So, it is good to see these ideas being publicised by the likes of Owen Barder. I would like to support his efforts by pointing out that the application of an evolutionary approach to learning and knowledge may in fact be easier than it seems on first reading of Owen’s blog. I have two propositions for consideration.

1. Re Variation: New types of development projects may not be needed. From 2006 to 2010 I led annual reviews of four different maternal and infant health projects in Indonesia. All of these projects all were being implemented in multiple districts.  In Indonesia district authorities have considerable autonomy. Not surprisingly, the ways the project was being implemented in each district varied, both intentionally and unintentionally. So did the results. But this diversity of contexts, interventions and outcomes was not exploited by the LogFrame based monitoring systems associated with each project. The LogFrames presented a singular view of the “the project”, one where aggregated judgements were needed about the whole set of districts that were involved. Diversity existed but was not being recognised and fully exploited. In my experience this phenomena is widespread. Development projects are frequently implemented in multiple locations in parallel. In practice implementation often varies across locations, by accident and intention. There is often no shortage of variation. There is however a shortage of attention to such variations. The problem is not so much in project design as in M&E approaches that fail to demand attention to variation - to ranges and exceptions as well as central tendencies and aggregate numbers.

2. Re Selection: Fitness tests are not that difficult to set up, once you recognise and make use of internal diversity. Locations within a project can be rank ordered by expected success, then rank ordered by observed success, using participatory and/or other methods. The rank order correlation of these two measures is a measure of fitness, of design to context. Outliers are the important learning opportunities (high expected & low actual success, low expected & high actual success) that warrant detailed case studies. The other extremes (most expected & actual success, least expected & actual success) also need investigation to make sure the internal causal mechanisms are as per the prior Theory of Change that informed the ranking.

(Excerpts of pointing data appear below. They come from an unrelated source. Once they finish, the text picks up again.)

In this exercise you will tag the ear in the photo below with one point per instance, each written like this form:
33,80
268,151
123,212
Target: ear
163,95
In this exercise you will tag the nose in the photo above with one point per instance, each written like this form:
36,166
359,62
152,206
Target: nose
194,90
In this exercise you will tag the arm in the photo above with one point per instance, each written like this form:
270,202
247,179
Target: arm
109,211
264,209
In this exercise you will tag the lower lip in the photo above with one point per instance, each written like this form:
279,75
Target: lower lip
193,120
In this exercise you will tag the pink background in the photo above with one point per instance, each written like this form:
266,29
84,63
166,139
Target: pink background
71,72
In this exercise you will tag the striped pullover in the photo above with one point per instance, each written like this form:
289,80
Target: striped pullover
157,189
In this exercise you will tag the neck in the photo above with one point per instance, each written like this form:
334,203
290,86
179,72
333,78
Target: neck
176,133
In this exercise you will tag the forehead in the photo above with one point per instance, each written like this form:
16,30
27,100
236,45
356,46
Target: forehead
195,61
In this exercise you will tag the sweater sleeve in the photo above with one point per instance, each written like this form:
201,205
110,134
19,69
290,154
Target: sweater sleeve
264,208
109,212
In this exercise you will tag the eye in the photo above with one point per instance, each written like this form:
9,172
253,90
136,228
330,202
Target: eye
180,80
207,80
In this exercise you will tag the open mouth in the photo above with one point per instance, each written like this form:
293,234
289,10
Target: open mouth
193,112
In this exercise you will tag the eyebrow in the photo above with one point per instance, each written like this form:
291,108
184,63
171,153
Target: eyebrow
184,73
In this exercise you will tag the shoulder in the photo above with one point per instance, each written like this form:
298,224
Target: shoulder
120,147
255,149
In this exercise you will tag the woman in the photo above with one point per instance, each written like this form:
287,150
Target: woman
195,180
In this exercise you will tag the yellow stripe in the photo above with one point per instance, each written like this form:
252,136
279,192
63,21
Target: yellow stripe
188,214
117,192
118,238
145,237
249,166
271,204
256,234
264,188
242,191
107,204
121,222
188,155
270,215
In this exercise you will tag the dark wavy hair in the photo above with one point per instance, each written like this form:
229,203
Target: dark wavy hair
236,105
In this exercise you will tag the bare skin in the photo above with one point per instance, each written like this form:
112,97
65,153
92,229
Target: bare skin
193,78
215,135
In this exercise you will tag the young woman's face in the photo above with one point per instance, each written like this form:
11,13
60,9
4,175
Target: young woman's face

It is possible to incorporate evolutionary ideas into the design of M&E systems. Some readers may know some of the background to the Most Significant Changes impact monitoring technique. Its design was informed by evolutionary epistemology. The MSC process deliberately includes an iterated process of exploiting diversity (of perceptions of change), subjecting these to selection processes (via structured choice exercises by stakeholders) and retention (of selected change accounts for further use by the organisation involved). MSC was tried out by a Bangladeshi NGO in 1993, retained and then expended in use over the next ten years. In parallel, it was also tried out by development agencies outside Bangladesh in the following years, and is now widely used by development NGOs. As a technique it has survived and proliferated. Although it is based on evolutionary ideas, I suspect that no more than 1 in 20 users might recognise this. No matter, nor are finches likely to be aware of Darwin’s evolutionary theory. Ideally the same might apply to good applications of complexity theory.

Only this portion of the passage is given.